The Best Possible Answer

We walk through the party room and exit onto the roof. The sky is dark and blue in the west, while Lake Michigan, in the east, is lit up orange from the rising sun. Below us the city is not quite awake. There’s a weird silence in the air, and I’m not sure if it’s because of Evan or if it’s something else completely.

At first, we try to sit down on the benches, but they’re wet with dew, so we just lean against the railing and look out at the sunrise. It’s early Monday morning, and most Bennett residents are on their way to work. Even my mom must be up already, getting Mila ready for camp. I probably should go down and let her know I’m with Sammie. But I figure if she were really worried, she would have texted Sammie already.

“Professor Cox called me last night. He’s in jail. Someone called after that tomato stunt. I was his one phone call. He needs my help.”

“What tomato stunt?” Sammie asks.

Evan fills her in on what happened yesterday.

“I can’t believe I missed it,” Sammie says. “What does he want from you?”

“Well, first, to make sure his dog is okay. And something about clearing out some things. Some incriminating things, maybe?”

“That’s why you came here?” Sammie asks, clearly disappointed that he hasn’t come for her. “To convince us to do what, exactly?”

“Honestly? Nothing. I just needed to get into the building. And now that I’m in, I don’t really need you to do anything, I guess. He said there’s a key under the mat, and technically, I could just go in myself.” And then he says, “But I’d like for you guys to come with me.”

“Okay,” Sammie says quickly. “I’m in.”

I know Sammie doesn’t want me here, so this should be the perfect excuse to say no, but I’m worried that if I leave Evan and Sammie alone together, he’ll tell her about our kiss.

“Ugh,” I say. “Really? We’re really doing this?”

“Don’t you want to prove to Professor Harold Joseph Cox that there’s love in the world? I mean, he reached out for help, and we need to show him that there are good people like us who could love him.”

“And destroy evidence for him?”

“Yes.” Evan laughs quietly. “And destroy evidence for him.”

“Fantastic,” I say. “This is exactly what I want to be doing on a beautiful summer’s morning. Sneaking into odd men’s apartments and committing possibly illegal but ultimately altruistic acts of deception.”
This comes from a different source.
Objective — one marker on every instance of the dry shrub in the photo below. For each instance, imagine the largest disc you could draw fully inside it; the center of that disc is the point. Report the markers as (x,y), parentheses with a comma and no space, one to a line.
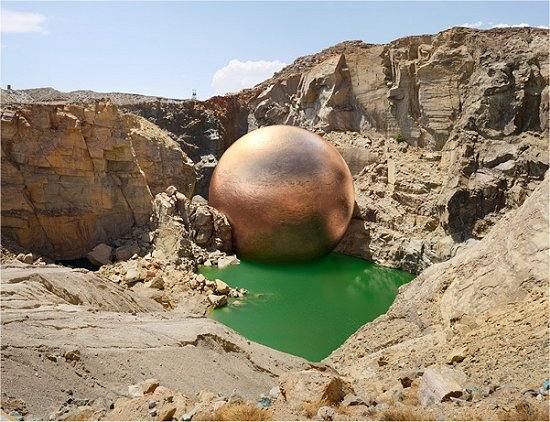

The building, with its skeleton of concrete and steel, breathes heavily against the push of the elevator’s descent. There’s a constant hum of air—it sweeps up through the elevator shaft as we descend toward the eleventh floor—it’s louder than usual, maybe because we’re not stopping at multiple floors to pick up more passengers. Or maybe it’s because we’re all quiet and nervous, and it’s even more awkward and weird between us now. Along with the loud hum of the building I hear the beating of my own heart inside my head.

The doors open to the silent and empty hallway.

“Professor Cox said it’s eleven eighteen,” Evan says.

“This way,” Sammie says. “He’s kitty-corner from you. Right, Vivi?”

“Let’s see, if I’m in sixteen twenty-two—” We walk to 1118. “Then yes, he’d be two over in this direction.”

A door opens down the hall and a mom with a kid in a stroller emerges, the kid in full tantrum mode, crying and screaming for his pacifier. She gives us a suspicious look, like she knows we don’t belong here.

Rather than stopping at Professor Cox’s door, Sammie and I follow Evan as he continues walking down the hall. “Did we get off at the wrong floor?” he says, and then we follow him into the emergency stairwell.

We wait there for a few minutes until we hear the ding and the shutting elevator doors, which drown out the wailing kid’s cries.

Evan sneaks a peak into the hallway. “All clear,” he says. We follow him to number 1118.

Evan bends down to look for the key, which Professor Cox said was under the mat. We hear sniffing from behind the door. “Must be his dog,” I say, and then he starts barking and scraping. “Is it there?”

“Got it,” Evan says. He stands up and holds out a gold key. “Here we go.”

He puts the key in the lock and turns. The door opens. The dog jumps at our feet, and his barking echoes through the hallway even louder now. “Quick, get in.” Evan bends down and picks him up. “Shhh, boy. It’s okay. Everything’s okay now.”

Sammie and I follow Evan inside, and I shut the door.

I expected the smell of dog, but instead I’m hit by the thick, sharp smell of incense—patchouli and orange. Even from Sammie’s apartment, we could only really see the front room, the dining room, where his cactuses are. I also expected a bizarre dungeon of a room, but when I step inside, I’m shocked by the emptiness of it. It’s a small studio apartment that’s decorated all in white, like a hospital room. There’s a small white futon that looks like it serves as his bed, with neatly folded sheets and blankets on the table next to it. Apart from the dining room table, there’s not much else—just a desk with some papers scattered on top and a small white bookshelf with a few dozen books stacked in piles.

“It’s like he just moved in,” Sammie says.